Editor’s note — Reporting for this story was originally completed in the 2022 fall semester for a JOUR 89A class project titled “Smells Like Zine Spirit.”

A single block of Moody Street in Waltham, between Whitney Street and Taylor Avenue, is home to not one, not two, but three dollar stores. One is the ubiquitous chain store, Family Dollar. The other two, however, are local, family-run establishments, staples of the bustling shopping district: Shah Dollar Value and J & M Dollar Discount. 

Located at the intersection of Moody and Taylor streets, Shah Dollar Value has been owned and operated for fifteen years by husband and wife duo Biba Fatima and Syed Shah. Their prices, Fatima said in a Nov. 14, 2022, interview, “aren’t as cheap as they used to be, but compared to other stores, people don’t think it’s as expensive here.” She continued by saying their commitment to keeping prices reasonable is something “we still have to honor,” and that they are trying their best to do so in the face of inflation. 

The setup at Shah is visually striking: novelty lights flash, spin, and even bubble in the form of small fountains around the store. The Family Dollar, a national chain with a location further north up Moody Street, also carries novelty lighting, but not of the same wild variety Shah does. Winder Mayen, an employee at Shah said they had ordered 50 unique lamps that looked like a tornado spinning inside a candle after Fatima said to put one on display at the counter. Three days later, their stock was emptied. 

SHAH: Shah Dollar Value carries a variety of novelty lighting.

SHAH: Shah Dollar Value carries a variety of novelty lighting.

A block north of Shah, J & M Dollar Discount has been housed on the corner of Moody and Gordon streets since owner Harry Singh opened the store in 2005. He and his family live in Waltham and are frequent customers of Moody’s many grocery stores. They eventually decided to open their own store on the street, figuring that the area’s high foot traffic would bring customers into the store. 

In his 17 years of running J & M, Singh has seen customers “get married, and their kids growing up.” During our conversation,  a customer came in to buy lottery tickets — he greeted Singh with a “nice to see you again.” Singh offered him a cup of tea or coffee while the man sat down at a folding chair, nestled among the various surfaces overflowing with merchandise, to do his scratch-offs. 

“If two or three customers ask for something, we get it,” Singh said, describing the prioritization of customer satisfaction as a key part of his business model. 

Finding everything you need in one store is rare; finding it all to be reasonably priced, as well, is almost unheard of. J & M has a long-lasting relationship with wholesale sellers Singh met at trade shows. Singh said this process was about “finding vendors we know customers can afford to pay.” When he chooses to buy an item wholesale, “[It’s] me saying I’d be [personally] comfortable paying this [price] for this item.” 

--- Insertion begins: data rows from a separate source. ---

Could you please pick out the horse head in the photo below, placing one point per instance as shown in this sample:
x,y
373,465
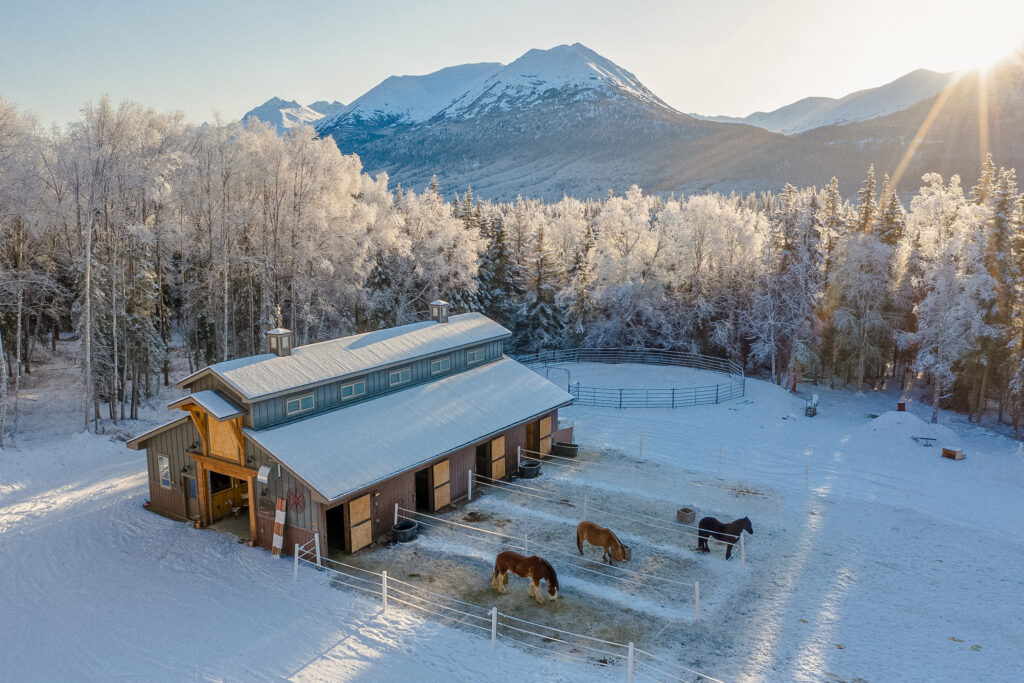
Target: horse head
x,y
551,578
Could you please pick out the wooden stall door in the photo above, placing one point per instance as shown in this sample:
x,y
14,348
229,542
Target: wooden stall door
x,y
442,487
545,437
358,524
498,458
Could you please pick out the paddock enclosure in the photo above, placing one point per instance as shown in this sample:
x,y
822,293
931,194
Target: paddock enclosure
x,y
646,599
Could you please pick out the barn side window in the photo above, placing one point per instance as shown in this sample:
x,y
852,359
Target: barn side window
x,y
300,404
353,389
164,464
400,376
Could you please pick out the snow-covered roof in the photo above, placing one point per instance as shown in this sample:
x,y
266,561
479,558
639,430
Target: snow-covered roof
x,y
349,449
213,402
264,375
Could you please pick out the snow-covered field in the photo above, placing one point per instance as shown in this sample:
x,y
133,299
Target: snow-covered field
x,y
628,376
872,558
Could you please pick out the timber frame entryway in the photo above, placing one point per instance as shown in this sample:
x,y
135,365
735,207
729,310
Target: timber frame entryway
x,y
205,465
223,453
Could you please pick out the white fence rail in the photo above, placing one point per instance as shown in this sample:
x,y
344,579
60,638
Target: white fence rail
x,y
733,386
392,591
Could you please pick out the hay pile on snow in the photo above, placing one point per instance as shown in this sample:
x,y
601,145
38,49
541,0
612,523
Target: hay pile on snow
x,y
894,430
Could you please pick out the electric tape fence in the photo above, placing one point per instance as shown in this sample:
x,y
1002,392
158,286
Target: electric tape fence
x,y
578,646
571,559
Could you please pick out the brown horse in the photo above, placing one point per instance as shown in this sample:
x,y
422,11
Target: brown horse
x,y
532,567
727,532
598,536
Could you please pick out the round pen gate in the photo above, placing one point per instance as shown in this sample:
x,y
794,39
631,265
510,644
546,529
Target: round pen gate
x,y
550,365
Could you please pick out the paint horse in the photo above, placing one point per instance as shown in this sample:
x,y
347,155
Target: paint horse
x,y
532,567
598,536
727,532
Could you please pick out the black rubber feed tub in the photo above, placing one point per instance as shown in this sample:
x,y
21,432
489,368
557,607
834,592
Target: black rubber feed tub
x,y
529,469
564,449
406,530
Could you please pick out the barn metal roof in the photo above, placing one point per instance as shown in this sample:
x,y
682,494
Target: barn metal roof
x,y
349,449
265,375
213,402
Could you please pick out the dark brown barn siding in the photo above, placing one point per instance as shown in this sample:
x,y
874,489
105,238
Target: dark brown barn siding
x,y
174,443
287,486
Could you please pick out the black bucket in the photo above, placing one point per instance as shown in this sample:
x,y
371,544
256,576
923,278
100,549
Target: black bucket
x,y
564,449
529,469
406,530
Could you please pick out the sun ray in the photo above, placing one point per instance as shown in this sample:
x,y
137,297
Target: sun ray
x,y
982,117
919,137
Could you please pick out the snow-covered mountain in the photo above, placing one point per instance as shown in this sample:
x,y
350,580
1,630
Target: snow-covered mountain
x,y
539,75
408,99
558,121
287,114
813,113
567,121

On a Monday afternoon in mid-November, it was City employee Eddie Callahan’s first time at J & M. He was immediately enchanted. “This store is awesome,” he exclaimed, after Singh told him they had the exact remote control model Callahan was looking for. “I’m so glad they have this remote … and they have everything,” he said. 

Singh said that as a storeowner, he keeps the needs of the Waltham community in mind. “People aren’t driving Ferraris here. We…keep it [at] Honda Accord prices,” he said.

But when asked what kept customers returning to J & M, Singh did not mention low prices or customer satisfaction: “My personality,” he said with a smile. “How many places do people remember your name?”